In a joint statement issued by the Tamil delegation on the concluding day of Phase I of the Thimpu talks on the 13th of July 1985, four cardinal principles were listed as a must for a meaningful solution to the ethnic conflict.

Recognition of the Tamils of Sri Lanka as a nation, recognition of the existence of an identified homeland for the Tamils in Sri Lanka, recognition of the right of self determination of the Tamil nation, and recognition of the right to citizenship and the fundamental right of all Tamils in Sri Lanka.

The Action Group of Tamils in Colombo (AGOTIC) in a press statement has criticized the present peace initiative by the PA government. The statement says the present lame attempts to search only for a system of government to assuage Tamil concerns, whilst persisting with Buddhism as the foremost religion makes a mockery even of this lame exercise. AGOTIC asserts that therefore it becomes imperative in the first instance to rally round the Four Principles put forward at Thimpu in August 1985.

An Academic, Nadesan Satyendra, in a subsequent paper presented on the Thimpu Negotiations states the talks represented a watershed in the Tamil national struggle for more reasons than one.

Firstly, the recognition accorded to the representatives of the militant movement by both the Sri Lankan government and the Indian government and the open participation of those representatives at negotiations with the accredited representatives of the Sri Lanka government, secured the legitimization of the armed struggle of the Tamil people in an international frame.

Secondly, the Thimpu Declaration, made by the Tamil delegation at Thimpu, served to crystalize the central issues of the struggle and thereby also served as mobilizing platform for the conflict.

The Tamil delegation at Thimpu which included the LTTE, walked out of the talks on the 17th of August 1985, accusing the Sri Lankan Government of acting in violation of the ceasefire agreements which constituted the fundamental basis for the Thimpu talks.

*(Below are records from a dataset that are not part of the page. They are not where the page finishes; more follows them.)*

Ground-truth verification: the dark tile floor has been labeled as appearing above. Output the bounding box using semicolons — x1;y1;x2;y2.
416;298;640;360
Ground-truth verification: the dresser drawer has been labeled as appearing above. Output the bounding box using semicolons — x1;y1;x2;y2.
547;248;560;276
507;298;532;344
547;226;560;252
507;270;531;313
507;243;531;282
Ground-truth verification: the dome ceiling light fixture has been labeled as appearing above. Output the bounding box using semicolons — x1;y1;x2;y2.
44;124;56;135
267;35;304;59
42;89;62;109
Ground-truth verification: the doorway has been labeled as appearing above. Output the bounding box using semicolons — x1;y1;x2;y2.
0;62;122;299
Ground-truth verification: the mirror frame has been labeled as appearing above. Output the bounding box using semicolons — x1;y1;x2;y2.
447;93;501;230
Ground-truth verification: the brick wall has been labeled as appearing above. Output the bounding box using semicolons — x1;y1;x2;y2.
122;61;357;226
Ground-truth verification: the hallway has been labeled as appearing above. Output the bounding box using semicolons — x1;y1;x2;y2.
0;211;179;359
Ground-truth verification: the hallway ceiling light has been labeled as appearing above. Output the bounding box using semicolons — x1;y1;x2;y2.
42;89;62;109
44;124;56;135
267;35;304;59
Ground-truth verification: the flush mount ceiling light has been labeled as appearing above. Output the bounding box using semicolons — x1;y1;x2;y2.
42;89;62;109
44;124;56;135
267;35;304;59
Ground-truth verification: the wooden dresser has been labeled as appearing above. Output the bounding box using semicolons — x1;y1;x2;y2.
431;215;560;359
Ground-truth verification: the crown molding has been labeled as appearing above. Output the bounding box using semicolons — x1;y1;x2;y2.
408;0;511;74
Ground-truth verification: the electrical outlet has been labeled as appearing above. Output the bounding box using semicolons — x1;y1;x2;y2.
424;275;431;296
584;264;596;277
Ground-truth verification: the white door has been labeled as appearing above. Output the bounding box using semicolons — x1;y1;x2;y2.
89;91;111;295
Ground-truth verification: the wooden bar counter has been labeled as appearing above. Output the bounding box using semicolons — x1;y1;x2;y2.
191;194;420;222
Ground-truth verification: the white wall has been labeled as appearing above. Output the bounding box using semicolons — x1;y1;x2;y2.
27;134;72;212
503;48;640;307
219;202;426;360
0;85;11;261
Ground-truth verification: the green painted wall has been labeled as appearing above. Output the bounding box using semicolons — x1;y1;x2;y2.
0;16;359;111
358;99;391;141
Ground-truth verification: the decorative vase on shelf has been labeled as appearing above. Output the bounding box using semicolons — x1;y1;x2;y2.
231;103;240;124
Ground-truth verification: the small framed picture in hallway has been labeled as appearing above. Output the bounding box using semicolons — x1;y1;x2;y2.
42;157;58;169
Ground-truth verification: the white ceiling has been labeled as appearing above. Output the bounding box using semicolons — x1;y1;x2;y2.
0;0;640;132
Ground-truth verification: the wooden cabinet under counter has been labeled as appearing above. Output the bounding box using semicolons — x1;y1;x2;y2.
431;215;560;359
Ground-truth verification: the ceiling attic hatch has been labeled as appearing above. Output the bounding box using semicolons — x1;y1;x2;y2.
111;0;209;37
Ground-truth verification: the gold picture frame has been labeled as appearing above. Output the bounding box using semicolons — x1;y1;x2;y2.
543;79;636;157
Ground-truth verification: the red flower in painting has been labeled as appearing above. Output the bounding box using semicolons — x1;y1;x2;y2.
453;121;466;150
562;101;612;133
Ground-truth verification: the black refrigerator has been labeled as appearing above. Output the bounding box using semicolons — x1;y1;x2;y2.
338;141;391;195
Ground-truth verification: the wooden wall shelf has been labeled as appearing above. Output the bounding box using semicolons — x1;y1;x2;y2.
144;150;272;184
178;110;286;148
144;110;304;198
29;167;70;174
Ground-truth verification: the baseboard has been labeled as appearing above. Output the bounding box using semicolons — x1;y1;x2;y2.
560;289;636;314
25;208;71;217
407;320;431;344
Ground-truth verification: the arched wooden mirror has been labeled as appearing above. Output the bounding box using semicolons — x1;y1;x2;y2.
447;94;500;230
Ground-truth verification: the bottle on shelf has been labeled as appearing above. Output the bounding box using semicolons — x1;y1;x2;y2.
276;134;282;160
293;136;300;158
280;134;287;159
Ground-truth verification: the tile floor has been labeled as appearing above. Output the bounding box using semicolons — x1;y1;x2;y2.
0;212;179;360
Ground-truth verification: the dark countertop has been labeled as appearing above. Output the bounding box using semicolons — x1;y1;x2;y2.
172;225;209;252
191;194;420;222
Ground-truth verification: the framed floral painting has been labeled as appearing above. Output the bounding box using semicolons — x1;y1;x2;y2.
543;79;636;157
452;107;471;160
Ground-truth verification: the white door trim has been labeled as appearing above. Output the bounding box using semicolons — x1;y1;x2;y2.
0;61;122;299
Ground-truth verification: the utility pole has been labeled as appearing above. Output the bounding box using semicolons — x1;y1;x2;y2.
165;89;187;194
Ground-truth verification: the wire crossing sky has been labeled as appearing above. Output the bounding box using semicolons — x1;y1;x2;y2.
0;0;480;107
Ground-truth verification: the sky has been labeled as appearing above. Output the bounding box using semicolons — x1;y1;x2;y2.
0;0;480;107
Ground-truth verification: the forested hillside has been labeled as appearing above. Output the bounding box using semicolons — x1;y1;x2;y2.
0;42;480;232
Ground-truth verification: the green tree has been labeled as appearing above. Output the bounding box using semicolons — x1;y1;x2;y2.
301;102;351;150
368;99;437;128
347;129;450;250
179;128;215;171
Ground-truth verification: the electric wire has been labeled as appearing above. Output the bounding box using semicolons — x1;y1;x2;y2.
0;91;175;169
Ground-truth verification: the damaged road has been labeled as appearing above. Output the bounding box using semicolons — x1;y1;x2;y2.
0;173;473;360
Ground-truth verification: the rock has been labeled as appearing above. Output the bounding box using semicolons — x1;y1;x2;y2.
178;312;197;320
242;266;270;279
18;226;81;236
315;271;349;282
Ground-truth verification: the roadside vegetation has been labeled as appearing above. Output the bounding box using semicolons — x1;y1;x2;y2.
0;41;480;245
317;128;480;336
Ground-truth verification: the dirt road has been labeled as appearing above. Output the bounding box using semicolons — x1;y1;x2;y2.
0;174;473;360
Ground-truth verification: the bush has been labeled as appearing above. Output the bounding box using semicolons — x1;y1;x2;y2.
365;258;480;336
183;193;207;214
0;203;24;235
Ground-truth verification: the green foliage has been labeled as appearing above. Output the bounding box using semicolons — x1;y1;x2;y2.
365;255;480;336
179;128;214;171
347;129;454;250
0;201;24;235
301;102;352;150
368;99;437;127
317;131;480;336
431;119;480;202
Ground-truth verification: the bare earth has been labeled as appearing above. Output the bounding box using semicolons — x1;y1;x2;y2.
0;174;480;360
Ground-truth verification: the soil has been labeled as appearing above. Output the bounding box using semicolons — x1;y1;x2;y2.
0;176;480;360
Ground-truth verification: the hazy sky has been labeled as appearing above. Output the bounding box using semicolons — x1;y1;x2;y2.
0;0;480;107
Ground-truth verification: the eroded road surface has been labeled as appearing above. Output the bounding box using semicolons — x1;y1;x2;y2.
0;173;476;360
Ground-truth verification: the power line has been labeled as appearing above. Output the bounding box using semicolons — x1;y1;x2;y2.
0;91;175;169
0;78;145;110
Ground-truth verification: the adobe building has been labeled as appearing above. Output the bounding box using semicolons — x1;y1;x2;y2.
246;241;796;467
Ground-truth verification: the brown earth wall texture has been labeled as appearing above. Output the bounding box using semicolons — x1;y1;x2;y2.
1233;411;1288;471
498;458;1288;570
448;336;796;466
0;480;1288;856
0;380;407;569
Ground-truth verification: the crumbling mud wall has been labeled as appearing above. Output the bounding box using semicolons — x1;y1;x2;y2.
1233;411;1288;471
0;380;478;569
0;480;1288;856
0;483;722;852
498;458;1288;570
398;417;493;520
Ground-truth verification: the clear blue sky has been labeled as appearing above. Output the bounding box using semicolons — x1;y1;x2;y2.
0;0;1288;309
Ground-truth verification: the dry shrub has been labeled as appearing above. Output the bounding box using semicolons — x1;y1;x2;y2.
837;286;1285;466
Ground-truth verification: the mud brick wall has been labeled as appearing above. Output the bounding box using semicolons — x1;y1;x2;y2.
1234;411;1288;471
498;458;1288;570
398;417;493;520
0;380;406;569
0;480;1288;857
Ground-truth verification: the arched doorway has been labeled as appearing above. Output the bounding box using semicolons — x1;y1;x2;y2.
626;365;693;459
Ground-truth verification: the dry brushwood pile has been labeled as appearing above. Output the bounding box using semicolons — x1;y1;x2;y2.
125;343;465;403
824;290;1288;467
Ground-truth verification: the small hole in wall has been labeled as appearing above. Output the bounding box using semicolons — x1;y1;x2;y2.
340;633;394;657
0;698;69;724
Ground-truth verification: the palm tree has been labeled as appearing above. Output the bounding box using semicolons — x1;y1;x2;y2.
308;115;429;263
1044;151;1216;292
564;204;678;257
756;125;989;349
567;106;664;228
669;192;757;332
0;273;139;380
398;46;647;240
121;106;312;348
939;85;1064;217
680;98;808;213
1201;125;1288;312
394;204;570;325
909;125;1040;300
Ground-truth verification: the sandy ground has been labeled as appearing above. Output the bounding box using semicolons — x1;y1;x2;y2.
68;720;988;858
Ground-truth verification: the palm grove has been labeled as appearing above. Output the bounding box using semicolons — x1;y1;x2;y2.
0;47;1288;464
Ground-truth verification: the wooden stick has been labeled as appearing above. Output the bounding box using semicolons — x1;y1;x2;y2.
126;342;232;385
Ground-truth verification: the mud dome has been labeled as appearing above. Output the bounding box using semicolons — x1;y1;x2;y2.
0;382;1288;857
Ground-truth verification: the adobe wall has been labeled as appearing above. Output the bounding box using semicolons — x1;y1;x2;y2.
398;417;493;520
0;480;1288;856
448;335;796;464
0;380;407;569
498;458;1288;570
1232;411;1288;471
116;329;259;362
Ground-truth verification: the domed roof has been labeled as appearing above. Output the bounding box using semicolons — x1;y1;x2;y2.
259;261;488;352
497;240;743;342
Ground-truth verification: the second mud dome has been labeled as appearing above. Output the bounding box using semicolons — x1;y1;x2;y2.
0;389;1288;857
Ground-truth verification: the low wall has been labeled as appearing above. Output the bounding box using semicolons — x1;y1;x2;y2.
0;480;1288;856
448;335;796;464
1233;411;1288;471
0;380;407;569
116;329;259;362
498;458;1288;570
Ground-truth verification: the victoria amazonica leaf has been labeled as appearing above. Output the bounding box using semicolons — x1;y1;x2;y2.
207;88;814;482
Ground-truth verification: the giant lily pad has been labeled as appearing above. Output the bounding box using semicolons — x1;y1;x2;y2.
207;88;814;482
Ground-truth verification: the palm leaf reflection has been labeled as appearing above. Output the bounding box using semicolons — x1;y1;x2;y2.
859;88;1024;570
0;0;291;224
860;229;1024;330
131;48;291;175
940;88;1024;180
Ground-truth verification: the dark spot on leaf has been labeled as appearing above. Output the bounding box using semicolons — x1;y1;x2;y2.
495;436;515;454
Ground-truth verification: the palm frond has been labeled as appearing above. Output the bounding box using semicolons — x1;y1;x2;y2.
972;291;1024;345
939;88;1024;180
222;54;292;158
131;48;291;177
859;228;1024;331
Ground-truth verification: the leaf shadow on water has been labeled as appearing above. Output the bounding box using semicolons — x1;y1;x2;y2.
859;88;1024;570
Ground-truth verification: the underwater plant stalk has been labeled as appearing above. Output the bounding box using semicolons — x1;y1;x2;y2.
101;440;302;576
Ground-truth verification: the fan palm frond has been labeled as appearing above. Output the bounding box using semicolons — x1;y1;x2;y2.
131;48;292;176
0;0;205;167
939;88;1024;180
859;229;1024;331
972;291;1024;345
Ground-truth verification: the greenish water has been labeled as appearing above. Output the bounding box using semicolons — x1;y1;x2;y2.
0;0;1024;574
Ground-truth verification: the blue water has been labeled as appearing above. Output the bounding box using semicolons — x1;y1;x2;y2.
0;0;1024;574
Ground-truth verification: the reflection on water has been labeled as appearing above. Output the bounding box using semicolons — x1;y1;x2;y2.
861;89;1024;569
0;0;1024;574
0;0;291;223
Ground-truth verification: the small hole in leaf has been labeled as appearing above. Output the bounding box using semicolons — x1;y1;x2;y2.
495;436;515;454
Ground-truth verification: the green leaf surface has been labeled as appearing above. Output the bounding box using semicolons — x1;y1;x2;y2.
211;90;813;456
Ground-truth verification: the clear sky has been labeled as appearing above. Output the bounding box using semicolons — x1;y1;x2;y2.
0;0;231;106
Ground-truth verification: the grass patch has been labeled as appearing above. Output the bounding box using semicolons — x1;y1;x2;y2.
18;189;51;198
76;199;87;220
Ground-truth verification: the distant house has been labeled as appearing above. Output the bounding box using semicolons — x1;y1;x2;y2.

The Tamil delegation at the time said Sri Lankan security force personnel had run amok in Vavuniya and elsewhere killing more than two hundred Tamil civilians.

LTTE Leader Velupillai Prabhakaran later rejected a proposed devolution of power which he said was extremely limited and failed to meet the legitimate political aspirations of the Tamil people.

The 13th Amendment, the LTTE say, confers dictatorial powers on the President, while the entire Provincial administration of the Island is subject to the dictates of the Centre. President J. R. Jayewardene was accused at the time of abusing emergency powers and continuing a regime of repression against the Tamil people. The Indo-Lanka Accord instead of promoting peace in Sri Lanka’s north and east brought war.